Um ponto fundamental vai diferenciar os fundos: sua estratégia em relação às oscilações do dólar. Morelli, do Citi, afirma que seus produtos reservam uma parte do dinheiro aplicado para montar estratégias de proteção contra os solavancos do câmbio. “O investidor nos fundos de ações vai ganhar ou perder de acordo com o movimento da bolsa, não importando como o dólar se comportou em relação ao real”, diz ele. Já outros bancos, como o Santander, não vão adotar essa proteção, deixando o investidor sujeito aos humores do mercado cambial. “Esses fundos também vão servir como uma proteção contra quem tem dívidas ou despesas em dólar”, diz Takahashi.

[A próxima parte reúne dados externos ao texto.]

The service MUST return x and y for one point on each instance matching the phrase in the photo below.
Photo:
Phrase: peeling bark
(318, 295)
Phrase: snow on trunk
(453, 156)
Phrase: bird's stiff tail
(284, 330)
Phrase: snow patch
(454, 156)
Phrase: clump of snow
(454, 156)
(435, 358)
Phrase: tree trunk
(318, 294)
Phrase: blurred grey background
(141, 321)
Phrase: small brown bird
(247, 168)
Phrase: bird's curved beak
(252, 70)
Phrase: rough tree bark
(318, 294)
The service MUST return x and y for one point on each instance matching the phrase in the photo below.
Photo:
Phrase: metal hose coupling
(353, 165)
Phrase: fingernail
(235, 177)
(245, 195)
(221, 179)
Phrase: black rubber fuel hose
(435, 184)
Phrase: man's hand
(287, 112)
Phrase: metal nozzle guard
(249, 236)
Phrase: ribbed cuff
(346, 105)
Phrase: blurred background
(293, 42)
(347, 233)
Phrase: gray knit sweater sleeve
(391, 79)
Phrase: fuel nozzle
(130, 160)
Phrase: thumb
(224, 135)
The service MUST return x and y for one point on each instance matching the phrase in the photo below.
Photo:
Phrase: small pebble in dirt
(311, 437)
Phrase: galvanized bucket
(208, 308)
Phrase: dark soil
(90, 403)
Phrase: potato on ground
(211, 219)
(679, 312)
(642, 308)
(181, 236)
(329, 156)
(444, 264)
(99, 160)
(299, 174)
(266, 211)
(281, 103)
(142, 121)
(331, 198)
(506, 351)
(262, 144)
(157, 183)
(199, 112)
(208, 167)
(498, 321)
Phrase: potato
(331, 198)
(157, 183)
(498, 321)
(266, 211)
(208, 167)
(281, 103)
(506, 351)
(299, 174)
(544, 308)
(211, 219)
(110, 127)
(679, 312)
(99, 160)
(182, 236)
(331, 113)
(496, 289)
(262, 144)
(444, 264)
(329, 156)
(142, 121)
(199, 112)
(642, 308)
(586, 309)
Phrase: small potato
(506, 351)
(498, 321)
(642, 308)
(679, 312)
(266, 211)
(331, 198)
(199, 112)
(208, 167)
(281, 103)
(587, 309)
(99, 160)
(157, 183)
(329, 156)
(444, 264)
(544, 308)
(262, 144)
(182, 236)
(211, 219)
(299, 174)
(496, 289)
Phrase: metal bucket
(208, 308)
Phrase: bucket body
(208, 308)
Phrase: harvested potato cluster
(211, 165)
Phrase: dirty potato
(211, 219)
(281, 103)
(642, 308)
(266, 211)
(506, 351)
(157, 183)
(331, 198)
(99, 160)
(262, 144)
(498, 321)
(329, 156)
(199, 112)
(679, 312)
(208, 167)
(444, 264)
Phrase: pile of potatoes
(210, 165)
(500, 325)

É preciso tomar alguns cuidados. O consultor paulista Celso Portásio, especialista em gestão de fortunas, avalia que a diversificação não é recomendável para quem tem pouco dinheiro. “Diversificação de país é algo mais adequado ao investidor abastado, que tem preocupações com o risco soberano brasileiro”, diz ele. Para valores menores, a renda fixa local ainda oferece resultados difíceis de serem batidos, mesmo pelas ações no exterior. “Uma boa aplicação de renda fixa proporciona um rendimento real de 6% ao ano, livre de impostos”, afirma Portásio. “Essa rentabilidade é atraente em qualquer lugar do mundo.”